Rewolucja w polskim mini żużlu?

Szkolenie młodych adeptów żużlowych w Polsce dotychczas było na tyle kosztowne, że niejeden talent musiał zrezygnować z uprawiania żużla, ze względu na sprawy finansowe. Jak się okazuje, dzięki silnikom sprowadzonym z Chin może nastąpić prawdziwa rewolucja! Jako pierwsi w Polsce nowe silniki testowali adepci szkoły w Wawrowie.

W tym artykule dowiesz się o:

Adepci Gorzowskiego Uczniowskiego Klubu Sportowego Wawrów najpierw wyjeżdżali na tradycyjnych "osiemdziesiątkach", następnie próbowali silników 110 cc oraz 125 cc. Był to pierwszy tego typu test chińskich silników w Polsce i potrzeba jeszcze czasu, aby odpowiednio dopasować je do naszych krótkich minitorów. Przede wszystkim należy podkreślić, że mówimy o gotowych silnikach wyprodukowanych w Chinach, których koszt zakupu jest dwa lub nawet trzykrotnie niższy aniżeli dotychczas używanych. Do tego "żywotność" testowanych silników jest dłuższa.

- Na czym polega różnica?

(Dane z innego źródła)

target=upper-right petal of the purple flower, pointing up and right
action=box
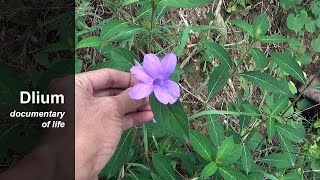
[161,53,177,79]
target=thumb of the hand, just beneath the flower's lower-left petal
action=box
[114,88,147,115]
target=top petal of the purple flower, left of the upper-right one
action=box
[143,54,162,78]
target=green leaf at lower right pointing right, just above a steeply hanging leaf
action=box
[276,124,304,142]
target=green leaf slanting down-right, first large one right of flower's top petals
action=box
[204,42,232,69]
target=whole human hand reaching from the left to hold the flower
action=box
[75,69,153,179]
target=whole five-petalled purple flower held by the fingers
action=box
[130,53,180,104]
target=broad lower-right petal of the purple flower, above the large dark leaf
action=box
[153,80,180,104]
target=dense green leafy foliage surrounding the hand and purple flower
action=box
[76,0,320,180]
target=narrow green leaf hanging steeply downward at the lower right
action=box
[278,133,297,167]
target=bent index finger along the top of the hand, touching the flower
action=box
[76,68,139,91]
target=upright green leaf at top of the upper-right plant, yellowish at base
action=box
[252,13,269,39]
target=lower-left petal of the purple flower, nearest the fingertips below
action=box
[129,83,153,99]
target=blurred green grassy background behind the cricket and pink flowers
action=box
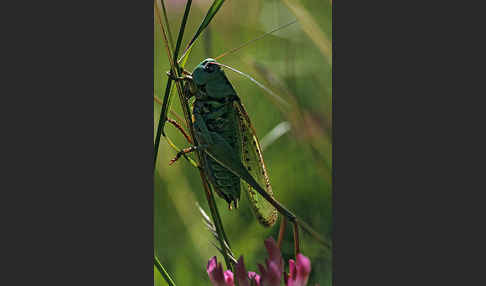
[154,0,332,286]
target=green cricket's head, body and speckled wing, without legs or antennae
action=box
[190,59,277,226]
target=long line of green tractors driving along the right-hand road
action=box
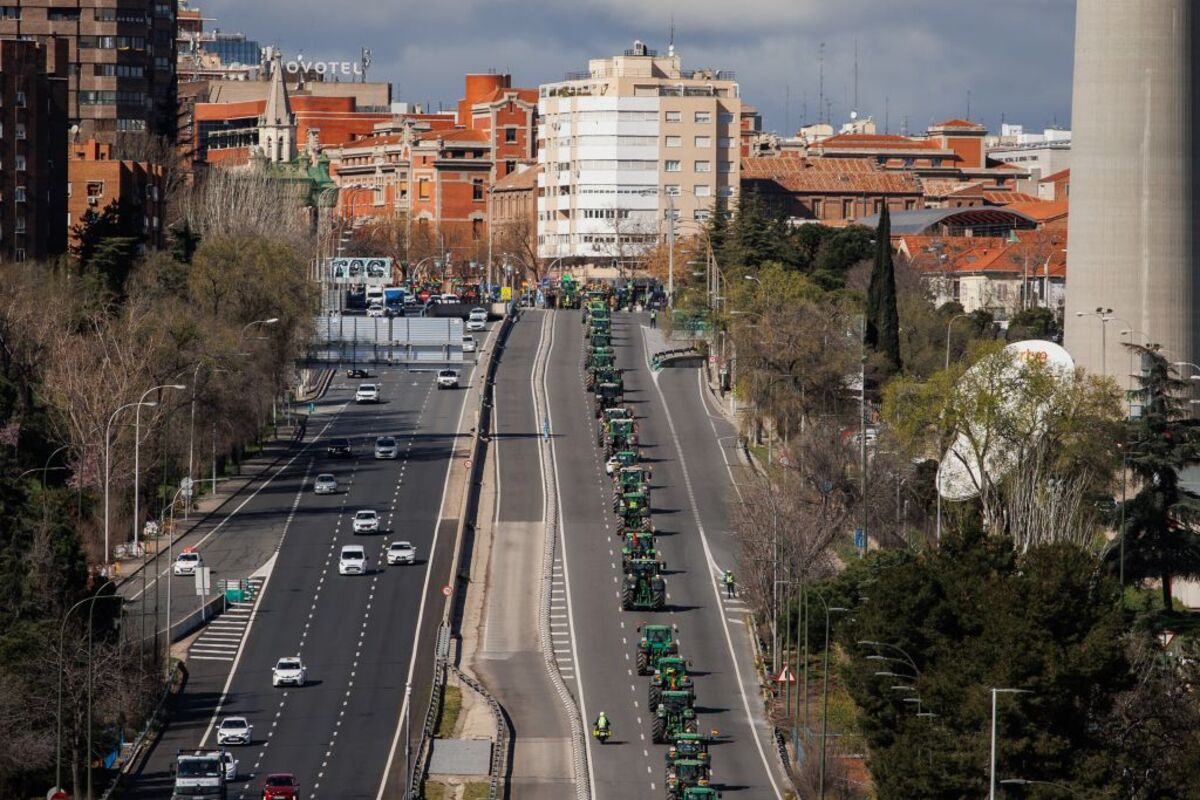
[583,298,720,800]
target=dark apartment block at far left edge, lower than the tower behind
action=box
[0,38,67,263]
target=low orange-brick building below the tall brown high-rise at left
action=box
[67,139,166,247]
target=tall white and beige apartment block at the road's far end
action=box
[538,42,743,261]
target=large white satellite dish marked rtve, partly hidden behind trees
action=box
[936,339,1075,503]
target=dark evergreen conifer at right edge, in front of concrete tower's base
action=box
[1109,344,1200,610]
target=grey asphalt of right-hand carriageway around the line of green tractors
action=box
[542,313,781,799]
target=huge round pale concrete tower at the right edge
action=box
[1066,0,1200,386]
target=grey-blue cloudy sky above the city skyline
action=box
[191,0,1075,133]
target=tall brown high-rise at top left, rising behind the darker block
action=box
[0,0,175,143]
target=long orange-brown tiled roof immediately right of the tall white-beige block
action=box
[742,157,920,194]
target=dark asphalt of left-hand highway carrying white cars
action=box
[133,335,484,800]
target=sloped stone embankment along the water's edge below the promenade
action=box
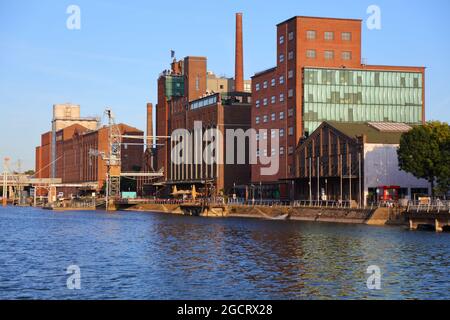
[127,204,404,226]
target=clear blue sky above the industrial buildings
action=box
[0,0,450,169]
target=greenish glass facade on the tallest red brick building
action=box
[303,68,423,134]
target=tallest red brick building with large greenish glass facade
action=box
[252,16,425,199]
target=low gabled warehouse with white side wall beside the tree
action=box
[291,121,431,206]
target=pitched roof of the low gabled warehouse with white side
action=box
[326,121,411,144]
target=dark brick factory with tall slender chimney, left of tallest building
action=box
[155,14,251,194]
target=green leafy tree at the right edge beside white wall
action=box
[398,122,450,196]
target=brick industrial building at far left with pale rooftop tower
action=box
[35,104,143,197]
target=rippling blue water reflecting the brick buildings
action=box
[0,208,450,299]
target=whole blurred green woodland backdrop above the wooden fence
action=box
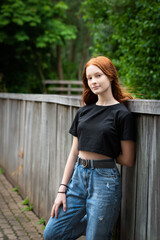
[0,0,160,99]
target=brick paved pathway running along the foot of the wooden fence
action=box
[0,174,43,240]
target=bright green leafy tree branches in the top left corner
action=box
[0,0,76,48]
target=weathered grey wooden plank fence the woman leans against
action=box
[0,94,160,240]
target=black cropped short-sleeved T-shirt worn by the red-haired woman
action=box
[69,103,136,158]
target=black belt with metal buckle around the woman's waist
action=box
[77,156,115,169]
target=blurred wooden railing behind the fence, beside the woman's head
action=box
[44,80,83,95]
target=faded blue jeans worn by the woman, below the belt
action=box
[44,159,122,240]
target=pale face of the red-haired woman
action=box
[86,65,111,95]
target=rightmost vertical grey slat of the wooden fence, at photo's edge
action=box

Silniki o pojemności 80 cc, na których obecnie adepci startują, to tzw. "dwusuwy", natomiast chińskie to już "czterosuwy". Inny moment obrotowy sprawia, że "osiemdziesiątki" rozpędzają się szybciej i osiągają mniejsze prędkości. Myślę, że choćby dobierając optymalne przełożenia, będzie można przystosować chińskie silniki do naszych warunków. Jeszcze oczywiście za wcześnie, aby wyciągać wnioski, ale sam pomysł jest naprawdę dobry. Jeżeli po kolejnych jazdach w Rybniku okaże się, że testowane silniki znajdą zastosowanie, będzie to nie tylko przełom, ale i ogromna szansa na rozpropagowanie żużla wśród młodzieży. Jedną z największych barier jest ciągle zbyt wysoki koszt zakupu sprzętu, dlatego Główna Komisja Sportu Żużlowego wraz z rodzicami zawodników, z nadzieją przeprowadzi kolejne próby i testy. Posiadamy materiał filmowy z próbnych jazd w Wawrowie i wspólnie z mechanikami rozpoczną się niebawem szczegółowe analizy - powiedział rzecznik prasowy GKSŻ - Jacek Dreczka.

Optymistą jest również członek GKSŻ odpowiedzialny za mini-żużel - Piotr Trąbski. - Myślę, że jest za wcześnie aby mówić o rewolucji. Mechanicy po testach wypowiadali się pozytywnie. Na pewno jednak nie dojdzie do całkowitej wymiany sprzętu. Będziemy to robili stopniowo. Osiemdziesiątki będą jednak nadal podstawowym sprzętem. Na zwołanym przez FIM posiedzeniu dotyczącym rozwoju mini-żużla, między innymi Duńczycy mówili o konieczności wprowadzenia motocykli o większej pojemności. Taka jest w tej chwili tendencja. Na początek myślę, że będzie bardzo dobrze, jeżeli dwie takie maszyny pojawią się w każdym klubie - powiedział Trąbski.